Mostly definitely interesting to see a possible physical manifestation of some kind being injected into the cosmos around us. Perhaps such a correlation may be found in the lighthouse effect we see where such idea of a space to provide for information to move freely and uninhibited down that projection to seed an affect in the Cosmo. The collapse of the supernova has ended in such a transmission perhaps?

12:14 AM, August 16, 2015

Blogger Arie Nouwen said...

Sabine, thanx for your article about this interesting idea of dark matter as a superfluid. I have one question regarding the vortices, that will develop when the superfluid is rotating. In the article you say that it's unknown what effect these will have on normal matter. You would suspect that these vortices will appear where the dark matter is present, that is in the halo of our galaxy. Is it possible that there is a connection between these vortices and the globular clusters, that are present as a swarm of big star clusters, also in the halo of the galaxy. Could it be that these clusters are the beginning or entrance of the superfluidal vortices of dark matter - just a wild guess of mine.

1:17 AM, August 17, 2015

Blogger Uncle Al said...

I wrote, "[dark matter] distribution as threads is metastable unless tuned" Here is a threaded mass distribution being shepherded. I don't see this mechanism stabilizing universal dark matter thread-like foam interstices.

http://news.sciencemag.org/2015/08/satellite-smashup-created-saturns-narrow-f-ring

12:58 PM, August 17, 2015

Blogger Phillip Helbig said...

It would be interesting to know what Bekenstein (who tried to bring a physical foundation to MOND via other means) would think of this, but, alas, he died yesterday.

3:35 AM, August 18, 2015

Blogger Sabine Hossenfelder said...

yes, I already heard. quite shocking :/

4:07 AM, August 18, 2015

Blogger Jeff said...

I wonder when Sidney Harris drew that cartoon? For the record, the quote "Sometimes the magic works, sometimes it doesn't" appears in the move Little Big Man (1970). A short clip: https://www.youtube.com/watch?v=uLso0ZBqOi4.

5:47 PM, August 25, 2015

Blogger Approximation Prophet said...

Am I confused in thinking that this refers to spacetime itself as a superfluid and not some sort of dark matter "particles" in a superfluid state? If spacetime IS the superfluid then there are no DM particles to talk about to couple with anything or annihilate with another DM particle. I thought this was the point of these superfluid space theories. To show that there really are no dark matter particles, just a property of spacetime itself. This supposedly explains both dark energy and dark matter. Near baryonic matter spacetime clumps up and causes rotation curves, clusters, etc and in the voids it spreads put and flows and is responsible for cosmological expansion. This is why no gravitationally bound objects will experience expansion in the vicinity of galaxies, clusters, or superclusters.
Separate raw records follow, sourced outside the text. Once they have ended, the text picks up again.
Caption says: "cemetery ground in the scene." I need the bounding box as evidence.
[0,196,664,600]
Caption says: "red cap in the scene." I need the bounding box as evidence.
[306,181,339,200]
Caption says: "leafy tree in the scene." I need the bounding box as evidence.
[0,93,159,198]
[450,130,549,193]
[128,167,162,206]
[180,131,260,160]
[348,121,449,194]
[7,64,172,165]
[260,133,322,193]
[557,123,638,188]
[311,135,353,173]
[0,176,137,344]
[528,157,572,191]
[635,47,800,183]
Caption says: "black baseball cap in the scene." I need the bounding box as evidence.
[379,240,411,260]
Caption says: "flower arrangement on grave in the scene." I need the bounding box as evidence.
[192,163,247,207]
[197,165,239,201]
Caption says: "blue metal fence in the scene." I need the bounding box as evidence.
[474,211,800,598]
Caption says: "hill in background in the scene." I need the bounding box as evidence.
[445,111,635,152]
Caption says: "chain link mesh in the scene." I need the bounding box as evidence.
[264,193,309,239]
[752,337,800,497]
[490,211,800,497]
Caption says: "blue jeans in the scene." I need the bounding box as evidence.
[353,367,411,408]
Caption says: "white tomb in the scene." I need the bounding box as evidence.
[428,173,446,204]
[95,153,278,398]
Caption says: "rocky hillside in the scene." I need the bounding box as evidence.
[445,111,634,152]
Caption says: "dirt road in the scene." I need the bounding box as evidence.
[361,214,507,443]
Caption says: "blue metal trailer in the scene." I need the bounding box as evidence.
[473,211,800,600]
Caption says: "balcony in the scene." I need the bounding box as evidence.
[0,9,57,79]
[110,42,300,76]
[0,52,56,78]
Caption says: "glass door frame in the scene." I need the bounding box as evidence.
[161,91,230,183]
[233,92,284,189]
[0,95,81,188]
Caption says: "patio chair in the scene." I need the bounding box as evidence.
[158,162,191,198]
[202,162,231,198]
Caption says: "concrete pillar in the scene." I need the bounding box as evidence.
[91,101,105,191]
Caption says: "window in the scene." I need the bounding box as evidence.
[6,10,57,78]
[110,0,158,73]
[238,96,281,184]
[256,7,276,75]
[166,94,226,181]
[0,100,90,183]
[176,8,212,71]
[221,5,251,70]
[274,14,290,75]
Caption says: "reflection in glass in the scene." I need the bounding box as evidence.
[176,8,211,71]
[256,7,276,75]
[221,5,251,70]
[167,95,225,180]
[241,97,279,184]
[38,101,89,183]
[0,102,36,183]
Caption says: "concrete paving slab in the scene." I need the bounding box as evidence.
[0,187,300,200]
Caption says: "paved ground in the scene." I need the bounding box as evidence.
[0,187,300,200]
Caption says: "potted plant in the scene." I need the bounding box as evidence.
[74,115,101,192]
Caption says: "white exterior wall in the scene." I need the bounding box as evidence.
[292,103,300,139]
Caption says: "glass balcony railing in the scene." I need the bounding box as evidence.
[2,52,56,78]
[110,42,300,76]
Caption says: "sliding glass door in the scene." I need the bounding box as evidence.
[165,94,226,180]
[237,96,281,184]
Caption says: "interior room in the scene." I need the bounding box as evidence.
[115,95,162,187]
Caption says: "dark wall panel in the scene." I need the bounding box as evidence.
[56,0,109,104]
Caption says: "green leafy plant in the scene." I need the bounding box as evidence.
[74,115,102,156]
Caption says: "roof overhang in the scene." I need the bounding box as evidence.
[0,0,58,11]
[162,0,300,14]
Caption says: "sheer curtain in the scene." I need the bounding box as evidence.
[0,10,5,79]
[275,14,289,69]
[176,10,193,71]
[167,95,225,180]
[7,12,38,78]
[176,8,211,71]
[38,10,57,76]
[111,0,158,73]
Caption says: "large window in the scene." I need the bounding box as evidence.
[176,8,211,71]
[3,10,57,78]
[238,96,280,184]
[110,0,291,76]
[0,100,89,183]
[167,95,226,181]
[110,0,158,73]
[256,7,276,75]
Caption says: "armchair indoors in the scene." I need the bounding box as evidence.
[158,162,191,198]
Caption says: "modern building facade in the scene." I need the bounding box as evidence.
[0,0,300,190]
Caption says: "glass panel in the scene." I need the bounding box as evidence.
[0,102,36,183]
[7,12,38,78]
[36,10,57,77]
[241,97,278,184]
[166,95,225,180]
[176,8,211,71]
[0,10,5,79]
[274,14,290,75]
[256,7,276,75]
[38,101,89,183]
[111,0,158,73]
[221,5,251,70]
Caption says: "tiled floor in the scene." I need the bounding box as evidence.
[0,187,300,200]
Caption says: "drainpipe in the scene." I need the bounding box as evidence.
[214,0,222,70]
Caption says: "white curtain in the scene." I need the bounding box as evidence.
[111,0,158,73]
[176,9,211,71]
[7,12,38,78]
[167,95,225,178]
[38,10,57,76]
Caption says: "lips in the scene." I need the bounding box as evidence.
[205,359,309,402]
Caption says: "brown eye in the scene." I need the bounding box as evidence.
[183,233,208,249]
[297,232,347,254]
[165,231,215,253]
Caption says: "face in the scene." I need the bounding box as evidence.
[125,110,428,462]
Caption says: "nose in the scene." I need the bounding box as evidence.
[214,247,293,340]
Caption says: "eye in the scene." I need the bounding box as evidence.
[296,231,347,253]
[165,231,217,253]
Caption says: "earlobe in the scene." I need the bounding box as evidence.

So now I'm confused...does superfluid space do away with actual DM particles? WIMPs, etc?

7:41 PM, September 05, 2015

Blogger Sabine Hossenfelder said...

Yes, you are confused, it's stuff in spacetime. Yes, it does away with other dark matter particles, WIMPS, axions, whathaveyou.

2:32 AM, September 06, 2015

Blogger John Anderson said...

Fyi, you can view Justin Khoury's presentation of his dark matter theory at WorldScienceU.com which is FREE. It's an exciting idea in light of the frustration with WIMPS, LUX, and SUSY. It only takes about 1.5 hours to view.